Lightroom: Headline v. Description v. Title

category: Lightroom • 2 min read

Lightroom is a digital asset management system (some people will say: “not really!”) and it has a Headline in the MetadataContent section, a Description in the MetadataContent section and a Title in the Metadata → Status` section. Isn’t it redundant? What’s the difference? My original assumption is that headline and title should be the same, something short like a title…

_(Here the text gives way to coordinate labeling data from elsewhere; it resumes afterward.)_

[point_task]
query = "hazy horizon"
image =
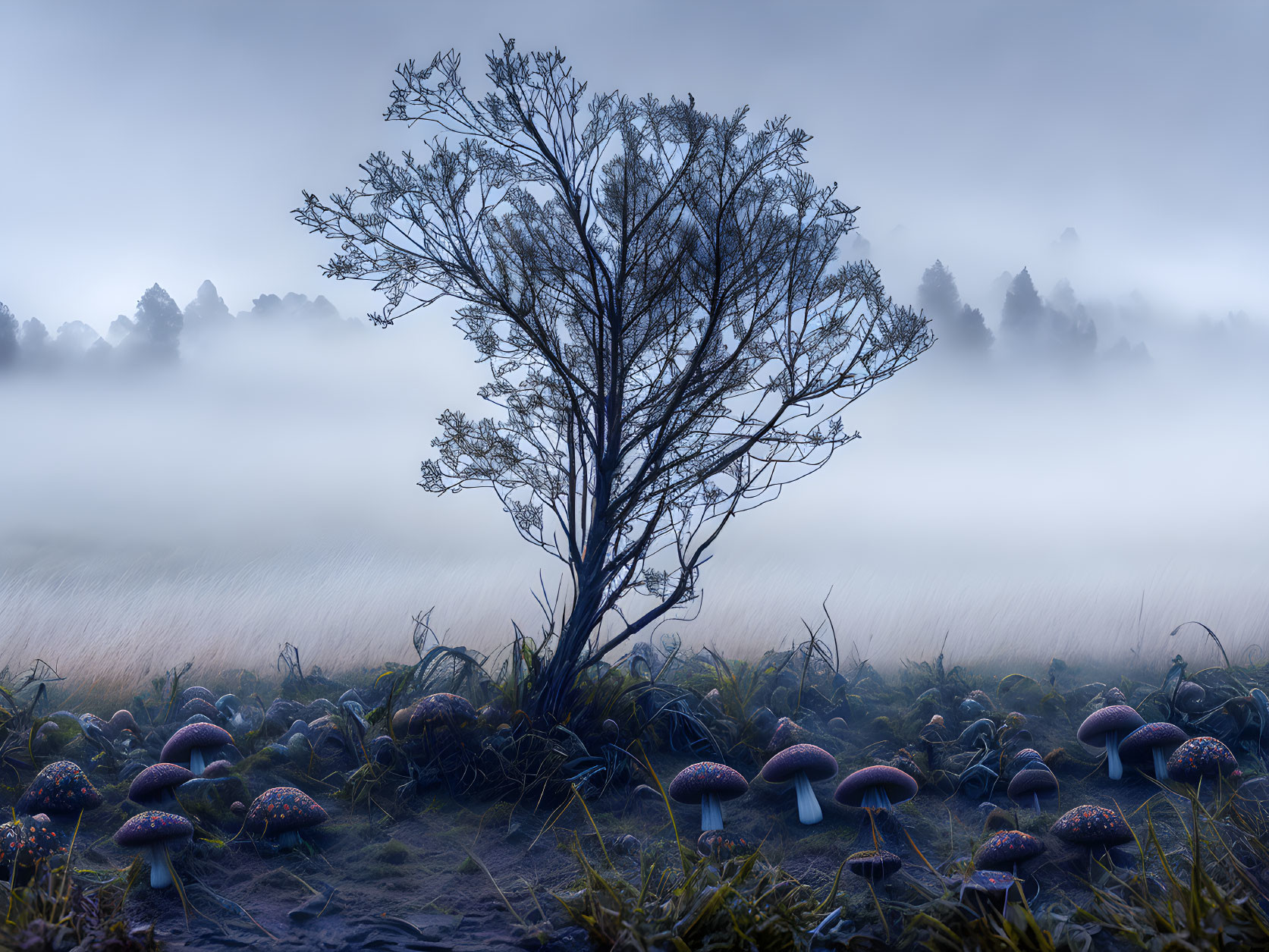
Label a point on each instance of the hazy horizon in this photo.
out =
(262, 489)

It’s not. The problem is that they are “Brits.” The IPTC is based in the UK and they do it the “British” way.

The IPTC is a consortium of the world’s major news agencies, news publishers and news industry vendors

http://www.iptc.org/site/Home/About/

It’s for news organizations. It’s not for you, it’s not for me, it’s not for the publishing industry, it’s for the news industry and photography is a very small part of it. The big thing is video, not photos.

Description

The description is what everybody expects, a one or two paragraphs, that describes the photo as fully as possible including some information that’s not in the photo like people’s names, locations, organizations… Information that is now included the new IPTC extension.

Headline

A short line with simple words. Something very similar to a newspaper or a magazine headline. It’s not a sentence, it doesn’t have to be grammatically correct, it’s just a few words to the grab the attention of the viewer/reader.

Title

That’s where the problems lie and why I complain about the “Brits”. I, and I’m sure the vast majority of the people, expect the title to be like the title of a book. Wrong! If you deal with IPTC organizations, they want the filename in the title. Everybody else will either expect an identical entry to the headline or something very similar. Many people leave this as blank.